A unit unlocks when its prerequisites are mastered — demonstrated, not merely seen. "Covered in class" is not the gate; a cleared rubric is. The difference matters most at the cascade points, where a soft prerequisite quietly breaks two or three later units.

UnitMust have mastered first
01 What Is an Animal?— (entry point)
02 Sponges, Cnidarians & Worms01 (the definition of an animal & basic body organization come first)
03 Mollusks & Arthropods02 (tissues, symmetry & the first body cavities of the simplest animals)
04 Echinoderms & the Chordate Transition02 (deuterostome body plans build on the earliest animal tissues)
05 Fish & Amphibians03 (invertebrate body plans) + 04 (the chordate transition that precedes vertebrates)
06 Reptiles & Birds03 (arthropod prey & the invertebrate food base) + 05 (vertebrate anatomy — amniotes build on fish & amphibians)
07 Mammals05 (vertebrate anatomy — the mammalian plan is modified vertebrate anatomy)
08 Animal Behavior & Ecology06 (reptile & bird behavior) + 07 (mammalian behavior — ecology draws on the whole range)

Gap-cascade diagnosis

When a student stalls late, the visible symptom is rarely the real problem — the broken concept is usually upstream. Trace the arrows backward. Common cascades:

Late symptomUpstream concept to check first
Behavior-and-ecology arguments stay vague (Unit 08)Mammals from Unit 07 — you can't reason about social systems and adaptation without the mammalian range they draw on.
Mammal anatomy reasoning collapses (Unit 07)Fish & amphibian vertebrate anatomy from Unit 05 — the mammalian plan is modified vertebrate anatomy.
Reptile & bird adaptations don't make sense (Unit 06)Fish & amphibian anatomy from Unit 05 — amniote body plans are modified vertebrate anatomy.
Fish & amphibian anatomy confuses the student (Unit 05)Invertebrate body plans from Units 03–04 — structure-function reasoning starts with the simpler phyla and the chordate transition.

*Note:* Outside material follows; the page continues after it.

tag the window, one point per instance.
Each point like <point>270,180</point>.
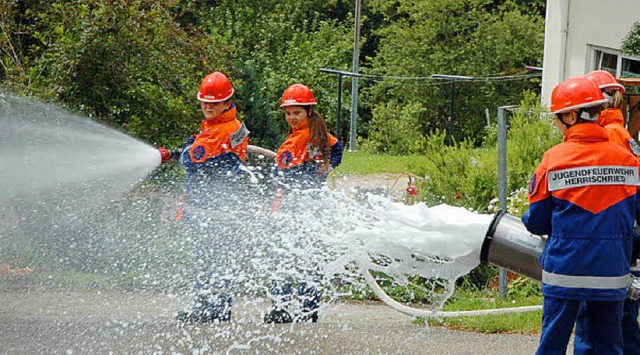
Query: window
<point>617,64</point>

Using the graph to plan a re-attempt

The graph turns a "not yet" into a targeted re-attempt instead of a whole-unit re-teach. When a student fails a downstream demonstration:

  1. Trace backward to the upstream node the symptom points to.
  2. Re-attempt the upstream concept first — close the gap at its source, not where it surfaced.
  3. Then re-run the downstream demonstration. Often it passes without any re-teaching of the downstream unit at all, because the cascade is resolved.

This is also where the integration guide matters: some zoology concepts lean on a reading or observation skill from another spoke — keying out a specimen with a dichotomous key, reading a distribution map — not on an upstream zoology unit. When the upstream zoology node looks solid but the student still stalls, check the cross-disciplinary dependency before re-teaching the zoology.